We’re kinda straying from that rule a bit in the sense that the Seahawks are involved in the main topic, which is our football consumption. Now I could be wrong here, but I reckon every one of you who reads Field Gulls is a football fan. Some watch the NFL only, others watch all NFL and top college football religiously, some just watch Seahawks games in full (or their favorite team), and some actually sat through the entire 2001 XFL season.
I’m a massive football fan but that doesn’t mean my viewing habits have stayed the same. I used to watch a lot of college football and it’d take up a lot of my Saturdays, but as someone who works 40+ UFC shows and boxing cards per year, I have substantially reduced my college football viewership and frankly… I really just don’t care for the college brand as much anymore. I still watch it, but not with the same level of interest as I used to have. The gap between the absolute 3-4 best schools in the country and then the next 3-4 after them is getting wider and wider, and we’re approaching the era of super-conferences where teams like UCLA will probably be playing Maryland in conference play soon.
And the pacing. College football pacing is absolutely abysmal. The college game and the pro game are both four 15-minute quarters and yet some NFL games can be done in and under three hours while every college game seems to take at least 3 1⁄2 hours without fail.
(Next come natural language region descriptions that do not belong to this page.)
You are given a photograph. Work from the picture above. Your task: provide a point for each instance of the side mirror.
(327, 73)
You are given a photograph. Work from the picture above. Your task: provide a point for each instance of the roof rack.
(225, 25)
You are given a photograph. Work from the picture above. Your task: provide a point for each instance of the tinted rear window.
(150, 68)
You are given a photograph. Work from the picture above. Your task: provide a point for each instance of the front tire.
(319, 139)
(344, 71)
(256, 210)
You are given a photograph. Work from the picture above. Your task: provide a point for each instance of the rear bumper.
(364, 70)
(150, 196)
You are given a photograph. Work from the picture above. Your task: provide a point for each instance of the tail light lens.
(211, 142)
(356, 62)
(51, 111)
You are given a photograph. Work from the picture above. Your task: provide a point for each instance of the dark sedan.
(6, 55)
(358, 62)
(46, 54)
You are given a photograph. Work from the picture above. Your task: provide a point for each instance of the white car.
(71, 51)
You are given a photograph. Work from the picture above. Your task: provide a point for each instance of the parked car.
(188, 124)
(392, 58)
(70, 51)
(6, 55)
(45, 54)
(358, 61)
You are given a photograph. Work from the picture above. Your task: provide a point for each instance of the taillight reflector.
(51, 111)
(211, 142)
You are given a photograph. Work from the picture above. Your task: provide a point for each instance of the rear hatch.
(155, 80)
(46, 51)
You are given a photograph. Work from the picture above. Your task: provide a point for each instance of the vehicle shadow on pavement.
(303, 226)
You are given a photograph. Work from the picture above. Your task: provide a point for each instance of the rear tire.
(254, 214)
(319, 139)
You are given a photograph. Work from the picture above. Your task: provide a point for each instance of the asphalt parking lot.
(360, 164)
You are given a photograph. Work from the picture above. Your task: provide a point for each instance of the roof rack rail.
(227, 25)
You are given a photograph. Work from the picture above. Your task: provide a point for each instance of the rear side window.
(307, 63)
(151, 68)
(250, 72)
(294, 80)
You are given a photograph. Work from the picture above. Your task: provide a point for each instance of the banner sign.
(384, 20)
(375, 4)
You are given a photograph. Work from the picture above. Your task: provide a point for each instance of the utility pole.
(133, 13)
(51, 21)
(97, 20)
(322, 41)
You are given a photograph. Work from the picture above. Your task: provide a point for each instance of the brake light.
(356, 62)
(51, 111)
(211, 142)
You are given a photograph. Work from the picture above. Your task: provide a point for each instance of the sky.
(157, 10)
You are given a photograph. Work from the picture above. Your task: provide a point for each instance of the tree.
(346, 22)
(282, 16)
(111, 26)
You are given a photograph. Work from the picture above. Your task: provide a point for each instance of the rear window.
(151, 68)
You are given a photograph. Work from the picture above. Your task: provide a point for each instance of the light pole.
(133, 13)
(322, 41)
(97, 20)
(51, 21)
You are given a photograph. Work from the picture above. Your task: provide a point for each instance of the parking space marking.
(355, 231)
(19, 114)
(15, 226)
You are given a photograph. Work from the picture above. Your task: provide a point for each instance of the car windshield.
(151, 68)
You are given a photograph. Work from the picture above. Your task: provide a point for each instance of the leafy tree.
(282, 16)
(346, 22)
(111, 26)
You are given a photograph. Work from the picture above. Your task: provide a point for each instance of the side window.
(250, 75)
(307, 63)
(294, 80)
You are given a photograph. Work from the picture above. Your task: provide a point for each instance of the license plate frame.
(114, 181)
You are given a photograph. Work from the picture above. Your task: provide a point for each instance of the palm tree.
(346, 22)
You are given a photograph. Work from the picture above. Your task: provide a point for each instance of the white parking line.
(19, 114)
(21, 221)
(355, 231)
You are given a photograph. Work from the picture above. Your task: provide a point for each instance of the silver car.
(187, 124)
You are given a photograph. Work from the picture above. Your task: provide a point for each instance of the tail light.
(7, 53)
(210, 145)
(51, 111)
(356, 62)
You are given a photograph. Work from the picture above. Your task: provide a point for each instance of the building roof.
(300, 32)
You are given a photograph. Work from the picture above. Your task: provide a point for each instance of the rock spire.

As for the NFL, it’s changed for the better. Previously I would watch whatever is airing in my market in addition to Seahawks games, as well as pretty much every primetime offering. Of course, NFL RedZone is one of the greatest television channel inventions in history and that has replaced all of my non-Seahawks viewing on Sundays. It was a life-saver in those years I lived in New York and options were limited to Jets and Giants games, which in itself should prompt New Yorkers to demand free subs to NFL RedZone.
What’s changed for both the NFL and college football for me are the pre-game and highlights shows. YouTube’s existence makes watching traditional highlight shows on television pretty much obsolete, and I’ve long quit watching the pre-game coverage, which is increasingly bloated and banal and features too many people talking. Nostalgically, Chris Berman and Tom Jackson on ESPN NFL Primetime as the bridge from the 1 PM kickoffs to Sunday Night Football is my all-time favorite memory of watching NFL highlights. Inside the NFL on HBO also ruled, and Showtime’s version of it just doesn’t hit the same.
What about yourselves? Discuss away.